Running the Preprocessing Script

To preprocess specific scenes of the dataset, use the following command:

python preprocess.py \
    --data_root data/waymo/raw/ \
    --target_dir data/waymo/processed \
    --split training \
    --process_keys images lidar calib pose dynamic_masks \
    --workers 2 \
    --scene_ids 114 700

Alternatively, preprocess different splits of the NOTR dataset by providing the split file:

# preprocess the static split
python preprocess.py \
    --data_root data/waymo/raw/ \
    --target_dir data/waymo/processed \
    --split training \
    --process_keys images lidar calib pose dynamic_masks \
    --workers 16 \
    --split_file data/waymo_splits/static32.txt # change to dynamic32.txt or diverse56.txt to preprocess different splits

Troubleshooting: if you encounter TypeError: 'numpy._DTypeMeta' object is not subscriptable, use pip install numpy==1.26.1 and ignore the warnings.

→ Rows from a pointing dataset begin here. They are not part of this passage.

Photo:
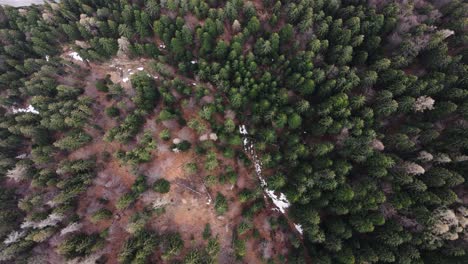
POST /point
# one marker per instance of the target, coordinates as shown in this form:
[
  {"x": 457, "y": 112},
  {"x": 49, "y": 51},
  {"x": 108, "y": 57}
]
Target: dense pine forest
[{"x": 209, "y": 131}]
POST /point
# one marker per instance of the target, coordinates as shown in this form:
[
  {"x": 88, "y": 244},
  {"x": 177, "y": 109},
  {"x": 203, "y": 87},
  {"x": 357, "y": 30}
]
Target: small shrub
[
  {"x": 162, "y": 186},
  {"x": 165, "y": 135},
  {"x": 102, "y": 86},
  {"x": 101, "y": 214},
  {"x": 207, "y": 231},
  {"x": 125, "y": 201},
  {"x": 112, "y": 111},
  {"x": 221, "y": 205}
]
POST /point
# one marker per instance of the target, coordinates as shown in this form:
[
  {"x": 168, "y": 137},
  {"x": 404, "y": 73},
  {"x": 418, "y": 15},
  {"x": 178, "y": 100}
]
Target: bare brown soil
[{"x": 190, "y": 204}]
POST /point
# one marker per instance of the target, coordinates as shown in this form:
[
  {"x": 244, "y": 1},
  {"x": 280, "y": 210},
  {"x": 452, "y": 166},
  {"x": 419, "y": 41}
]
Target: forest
[{"x": 214, "y": 131}]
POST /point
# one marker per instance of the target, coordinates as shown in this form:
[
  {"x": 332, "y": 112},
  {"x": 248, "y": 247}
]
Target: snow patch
[
  {"x": 29, "y": 109},
  {"x": 281, "y": 202},
  {"x": 75, "y": 56}
]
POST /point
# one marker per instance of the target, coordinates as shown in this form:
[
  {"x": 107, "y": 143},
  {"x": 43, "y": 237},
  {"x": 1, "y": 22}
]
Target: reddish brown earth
[{"x": 188, "y": 207}]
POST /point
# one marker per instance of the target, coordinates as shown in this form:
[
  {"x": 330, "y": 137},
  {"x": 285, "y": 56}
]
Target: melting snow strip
[
  {"x": 29, "y": 109},
  {"x": 280, "y": 202},
  {"x": 75, "y": 56}
]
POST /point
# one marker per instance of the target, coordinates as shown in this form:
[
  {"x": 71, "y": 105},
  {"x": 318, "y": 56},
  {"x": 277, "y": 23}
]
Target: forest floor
[{"x": 189, "y": 205}]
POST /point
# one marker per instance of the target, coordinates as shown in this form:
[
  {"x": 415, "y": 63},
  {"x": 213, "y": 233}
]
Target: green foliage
[
  {"x": 112, "y": 111},
  {"x": 101, "y": 214},
  {"x": 138, "y": 248},
  {"x": 221, "y": 205},
  {"x": 161, "y": 186},
  {"x": 79, "y": 245},
  {"x": 146, "y": 92}
]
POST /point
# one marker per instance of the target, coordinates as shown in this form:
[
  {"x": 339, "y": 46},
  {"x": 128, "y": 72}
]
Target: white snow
[
  {"x": 29, "y": 109},
  {"x": 281, "y": 202},
  {"x": 75, "y": 56},
  {"x": 22, "y": 156},
  {"x": 13, "y": 237}
]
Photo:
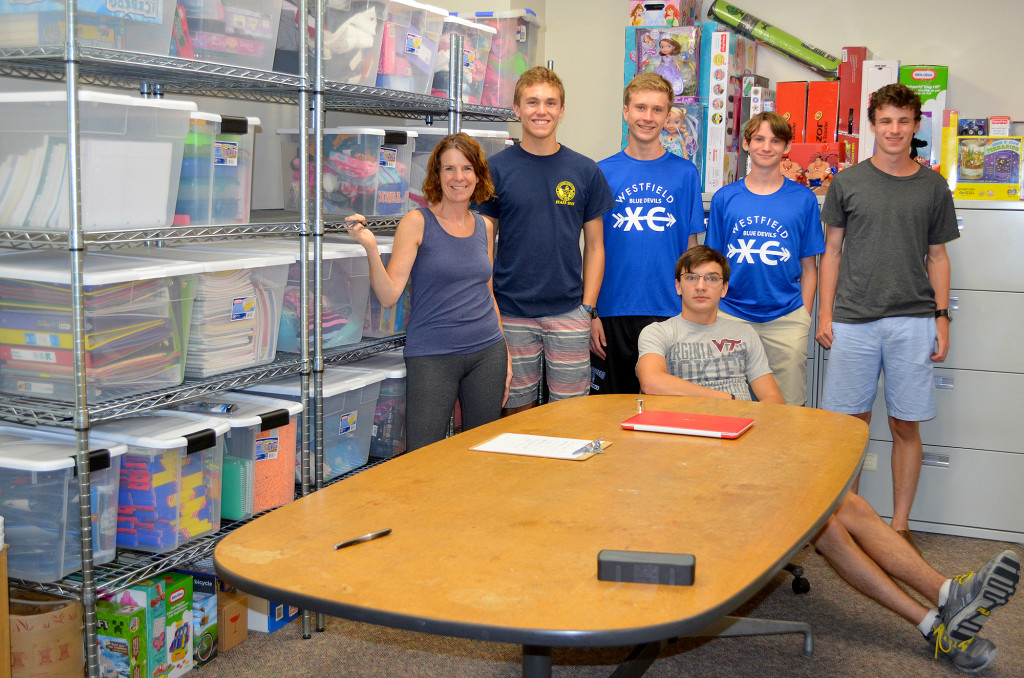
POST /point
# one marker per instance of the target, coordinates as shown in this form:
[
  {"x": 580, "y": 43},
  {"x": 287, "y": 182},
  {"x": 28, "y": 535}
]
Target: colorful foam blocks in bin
[{"x": 172, "y": 481}]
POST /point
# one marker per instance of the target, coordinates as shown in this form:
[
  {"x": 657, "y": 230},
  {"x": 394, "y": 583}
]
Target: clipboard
[
  {"x": 543, "y": 446},
  {"x": 714, "y": 426}
]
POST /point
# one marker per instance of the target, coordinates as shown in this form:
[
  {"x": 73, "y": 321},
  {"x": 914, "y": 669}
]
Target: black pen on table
[{"x": 365, "y": 538}]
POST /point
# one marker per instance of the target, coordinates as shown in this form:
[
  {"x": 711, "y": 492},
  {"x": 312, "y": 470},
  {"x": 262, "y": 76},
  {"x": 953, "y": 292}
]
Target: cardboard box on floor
[{"x": 232, "y": 620}]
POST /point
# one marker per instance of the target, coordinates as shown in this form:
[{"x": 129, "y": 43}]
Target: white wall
[
  {"x": 979, "y": 42},
  {"x": 585, "y": 38}
]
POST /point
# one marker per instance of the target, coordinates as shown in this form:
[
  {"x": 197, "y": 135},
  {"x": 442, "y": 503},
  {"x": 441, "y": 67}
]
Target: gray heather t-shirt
[
  {"x": 890, "y": 222},
  {"x": 725, "y": 355}
]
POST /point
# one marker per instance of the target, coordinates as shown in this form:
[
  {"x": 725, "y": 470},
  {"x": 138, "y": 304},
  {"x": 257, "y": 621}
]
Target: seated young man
[{"x": 697, "y": 353}]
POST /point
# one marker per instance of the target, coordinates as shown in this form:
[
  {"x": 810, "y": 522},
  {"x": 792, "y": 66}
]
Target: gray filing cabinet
[{"x": 971, "y": 482}]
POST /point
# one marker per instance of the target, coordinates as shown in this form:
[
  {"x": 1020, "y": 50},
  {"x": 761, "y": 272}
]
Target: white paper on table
[{"x": 543, "y": 446}]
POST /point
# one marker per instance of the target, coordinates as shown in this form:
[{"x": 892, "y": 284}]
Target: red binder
[{"x": 683, "y": 423}]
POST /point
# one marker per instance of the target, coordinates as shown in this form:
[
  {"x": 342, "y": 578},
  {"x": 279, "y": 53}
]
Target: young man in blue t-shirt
[
  {"x": 545, "y": 196},
  {"x": 770, "y": 229},
  {"x": 657, "y": 215}
]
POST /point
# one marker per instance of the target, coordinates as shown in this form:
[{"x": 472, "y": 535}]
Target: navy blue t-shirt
[{"x": 541, "y": 204}]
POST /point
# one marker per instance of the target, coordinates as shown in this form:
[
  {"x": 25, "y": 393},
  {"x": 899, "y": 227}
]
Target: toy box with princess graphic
[
  {"x": 671, "y": 52},
  {"x": 663, "y": 12}
]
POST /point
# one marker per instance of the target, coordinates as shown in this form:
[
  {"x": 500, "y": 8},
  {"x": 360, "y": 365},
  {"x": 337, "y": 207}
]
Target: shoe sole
[
  {"x": 988, "y": 662},
  {"x": 996, "y": 589}
]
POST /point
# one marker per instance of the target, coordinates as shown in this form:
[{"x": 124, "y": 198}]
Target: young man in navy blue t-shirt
[{"x": 545, "y": 196}]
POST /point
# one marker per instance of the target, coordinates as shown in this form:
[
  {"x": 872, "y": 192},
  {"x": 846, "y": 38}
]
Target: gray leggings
[{"x": 434, "y": 381}]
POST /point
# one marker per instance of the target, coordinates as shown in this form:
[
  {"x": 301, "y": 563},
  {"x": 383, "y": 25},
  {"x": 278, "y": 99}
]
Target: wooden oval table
[{"x": 504, "y": 548}]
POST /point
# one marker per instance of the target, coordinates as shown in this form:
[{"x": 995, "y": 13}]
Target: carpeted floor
[{"x": 853, "y": 637}]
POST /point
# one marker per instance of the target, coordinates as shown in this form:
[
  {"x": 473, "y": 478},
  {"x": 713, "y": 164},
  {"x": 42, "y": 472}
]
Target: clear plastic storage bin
[
  {"x": 513, "y": 51},
  {"x": 380, "y": 321},
  {"x": 349, "y": 400},
  {"x": 130, "y": 160},
  {"x": 237, "y": 308},
  {"x": 395, "y": 168},
  {"x": 233, "y": 32},
  {"x": 352, "y": 32},
  {"x": 350, "y": 168},
  {"x": 491, "y": 141},
  {"x": 232, "y": 169},
  {"x": 345, "y": 288},
  {"x": 388, "y": 438},
  {"x": 170, "y": 477},
  {"x": 39, "y": 502},
  {"x": 137, "y": 27},
  {"x": 137, "y": 313},
  {"x": 475, "y": 47},
  {"x": 260, "y": 451},
  {"x": 196, "y": 186},
  {"x": 409, "y": 48}
]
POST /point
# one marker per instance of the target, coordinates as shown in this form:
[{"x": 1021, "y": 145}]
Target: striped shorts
[{"x": 564, "y": 343}]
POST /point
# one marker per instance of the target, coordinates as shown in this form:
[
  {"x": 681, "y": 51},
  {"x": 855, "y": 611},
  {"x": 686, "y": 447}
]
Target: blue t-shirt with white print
[{"x": 657, "y": 207}]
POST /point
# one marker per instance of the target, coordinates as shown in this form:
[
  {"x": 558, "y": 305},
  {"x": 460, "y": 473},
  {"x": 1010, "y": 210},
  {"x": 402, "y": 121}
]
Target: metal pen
[{"x": 365, "y": 538}]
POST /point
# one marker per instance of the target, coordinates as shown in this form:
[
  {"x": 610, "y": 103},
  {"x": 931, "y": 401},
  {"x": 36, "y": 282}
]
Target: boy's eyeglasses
[{"x": 711, "y": 279}]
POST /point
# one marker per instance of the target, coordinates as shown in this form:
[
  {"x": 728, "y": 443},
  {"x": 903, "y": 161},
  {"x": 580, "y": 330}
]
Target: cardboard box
[
  {"x": 267, "y": 616},
  {"x": 205, "y": 629},
  {"x": 725, "y": 56},
  {"x": 822, "y": 112},
  {"x": 877, "y": 73},
  {"x": 931, "y": 83},
  {"x": 121, "y": 640},
  {"x": 850, "y": 77},
  {"x": 988, "y": 168},
  {"x": 179, "y": 601},
  {"x": 45, "y": 636},
  {"x": 148, "y": 594},
  {"x": 791, "y": 102},
  {"x": 232, "y": 620}
]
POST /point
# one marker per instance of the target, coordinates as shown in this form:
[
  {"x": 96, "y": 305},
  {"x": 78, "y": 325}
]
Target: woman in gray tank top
[{"x": 454, "y": 342}]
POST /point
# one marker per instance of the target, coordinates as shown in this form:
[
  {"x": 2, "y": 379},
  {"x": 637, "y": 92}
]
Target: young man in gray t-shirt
[
  {"x": 695, "y": 353},
  {"x": 884, "y": 287}
]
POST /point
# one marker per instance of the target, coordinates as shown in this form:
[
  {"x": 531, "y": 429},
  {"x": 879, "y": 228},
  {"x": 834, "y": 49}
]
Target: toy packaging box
[
  {"x": 205, "y": 629},
  {"x": 850, "y": 76},
  {"x": 232, "y": 620},
  {"x": 179, "y": 612},
  {"x": 822, "y": 112},
  {"x": 760, "y": 99},
  {"x": 988, "y": 168},
  {"x": 813, "y": 165},
  {"x": 877, "y": 73},
  {"x": 148, "y": 594},
  {"x": 664, "y": 12},
  {"x": 791, "y": 102},
  {"x": 931, "y": 83},
  {"x": 672, "y": 53},
  {"x": 683, "y": 133},
  {"x": 972, "y": 127},
  {"x": 947, "y": 155},
  {"x": 121, "y": 640},
  {"x": 725, "y": 57}
]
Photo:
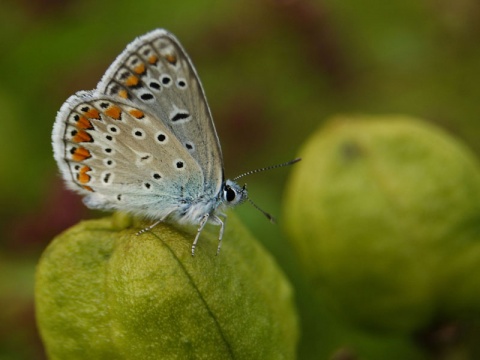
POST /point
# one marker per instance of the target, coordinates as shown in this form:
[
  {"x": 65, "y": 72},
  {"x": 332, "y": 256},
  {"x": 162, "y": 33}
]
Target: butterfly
[{"x": 144, "y": 141}]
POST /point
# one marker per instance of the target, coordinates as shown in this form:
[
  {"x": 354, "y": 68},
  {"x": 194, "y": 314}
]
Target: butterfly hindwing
[{"x": 122, "y": 157}]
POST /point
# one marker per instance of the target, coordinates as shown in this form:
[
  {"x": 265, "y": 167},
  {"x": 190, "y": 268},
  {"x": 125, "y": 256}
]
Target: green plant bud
[
  {"x": 104, "y": 293},
  {"x": 378, "y": 211}
]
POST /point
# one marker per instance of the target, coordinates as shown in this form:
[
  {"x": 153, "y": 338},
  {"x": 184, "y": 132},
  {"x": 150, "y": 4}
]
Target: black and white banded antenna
[
  {"x": 267, "y": 215},
  {"x": 291, "y": 162}
]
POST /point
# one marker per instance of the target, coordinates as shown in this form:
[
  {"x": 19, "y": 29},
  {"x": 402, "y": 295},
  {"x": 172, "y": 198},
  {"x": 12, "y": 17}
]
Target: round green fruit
[{"x": 379, "y": 210}]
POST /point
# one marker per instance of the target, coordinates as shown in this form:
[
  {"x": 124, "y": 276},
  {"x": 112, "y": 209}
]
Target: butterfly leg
[
  {"x": 222, "y": 224},
  {"x": 203, "y": 221},
  {"x": 148, "y": 228}
]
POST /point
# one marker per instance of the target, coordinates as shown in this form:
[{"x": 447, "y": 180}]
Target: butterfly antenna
[
  {"x": 264, "y": 169},
  {"x": 267, "y": 215}
]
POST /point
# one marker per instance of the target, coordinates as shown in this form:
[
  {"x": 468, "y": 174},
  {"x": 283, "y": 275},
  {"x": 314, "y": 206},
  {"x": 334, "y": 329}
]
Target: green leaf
[{"x": 102, "y": 292}]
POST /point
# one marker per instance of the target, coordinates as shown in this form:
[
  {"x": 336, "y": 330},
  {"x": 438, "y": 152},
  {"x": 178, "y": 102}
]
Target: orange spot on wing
[
  {"x": 92, "y": 113},
  {"x": 81, "y": 154},
  {"x": 82, "y": 136},
  {"x": 172, "y": 59},
  {"x": 123, "y": 94},
  {"x": 114, "y": 112},
  {"x": 83, "y": 177},
  {"x": 137, "y": 113},
  {"x": 153, "y": 59},
  {"x": 132, "y": 80},
  {"x": 84, "y": 123},
  {"x": 139, "y": 69}
]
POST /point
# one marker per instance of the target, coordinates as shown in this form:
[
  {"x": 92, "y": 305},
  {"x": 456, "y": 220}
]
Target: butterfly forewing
[{"x": 155, "y": 71}]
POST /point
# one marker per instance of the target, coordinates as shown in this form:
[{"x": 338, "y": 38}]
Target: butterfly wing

This command performs the following tasks:

  • Extract camera poses, images, LiDAR data, calibration matrices, dynamic masks and point cloud flows from the raw dataset.
  • Stores the extracted data in the data/waymo/processed directory.

Data Components

After preprocessing, the dataset will be organized into the following components:

  • Images: All frame images named as {timestep:03d}_{cam_id}.jpg, where cam_id is 0, 1, 2, 3, 4 for FRONT, FRONT_LEFT, FRONT_RIGHT, SIDE_LEFT, SIDE_RIGHT cameras respectively.
  • Ego Poses: - Ego Poses: Each file is named {timestep:03d}.txt and contains a 4x4 ego to world transformation matrix.
  • Camera Intrinsics: Each file is named {cam_id}.txt and contains a 1d array of [f_u, f_v, c_u, c_v, k{1, 2}, p{1, 2}, k{3}].
  • Camera Extrinsics: Each file is named {cam_id}.txt and contains a 4x4 camera to ego transformation matrix, i.e., frame.context.camera_calibrations.extrinsic.transform from the Waymo Open Dataset.
  • Lidar Data: Each file is named {timestep:03d}.bin and contains an Nx14 array with:
    • Origins (3 dims): Origins of LiDAR rays in the ego-vehicle coordinate system.
    • Points (3 dims): (x, y, z) coordinates of LiDAR points in the ego-vehicle coordinate system.
    • Flows (4 dims): Flow vectors (dx, dy, dz, flow_class). Refer to lines 676-682 of datasets/waymo_preprocess.py for flow_class definition. Used for evaluating the flow prediction performance.
    • Ground Labels (1 dim): the ground labels of all LiDAR points. 1 means ground and 0 means non-ground. This is used for training neural scene flow priors, which is not used in EmerNeRF.
    • Intensities (1 dim): Intensity values of LiDAR points.
    • Elongations (1 dim): Elongations of LiDAR points.
    • Laser_ids (1 dim): Laser IDs of LiDAR points with 0: TOP, 1: FRONT, 2: SIDE_LEFT, 3: SIDE_RIGHT, 4: REAR.
  • Dynamic Mask: Binary mask images named {timestep:03d}_{cam_id}.png to indicate the dynamic regions in the scene. 1 means dynamic and 0 means static. These are obtained by filtering ground truth 2D object bounding boxes by excluding the bounding boxes with velocity less than 1m/s, so as to include meaningful moving objects without introducing too much background noise. This is used for evaluation, which will not be used during training.
  • Sky Mask: Binary mask images named {timestep:03d}_{cam_id}.png to indicate the sky regions in the scene. 1 means sky and 0 means non-sky.

Directory Structure

The organized dataset will follow this directory structure:

data/waymo/processed
├── training
│   ├── SCENE_ID
│   │   ├── dynamic_masks      # Dynamic masks: `{timestep:03d}_{cam_id}.png`
│   │   ├── ego_pose           # Ego vehicle poses: `{timestep:03d}.txt`
│   │   ├── extrinsics         # Camera extrinsics: `{cam_id}.txt`
│   │   ├── images             # Images: `{timestep:03d}_{cam_id}.jpg`
│   │   ├── intrinsics         # Camera intrinsics: `{cam_id}.txt`
│   │   ├── lidar              # LiDAR data: `{timestep:03d}.bin`
│   │   ├── sky_masks          # Sky masks: we don't use here
│   │   ├── FEATURE_NAME       # Features: `{timestep:03d}_{cam_id}.npy` 
│   │   └── occ3d              # 3D semantic occupancy grids: `{timestep:03d}.npz` or `{timestep:03d}_04.npz`

Note that the FEATURE_NAME folder will be generated when call the training script.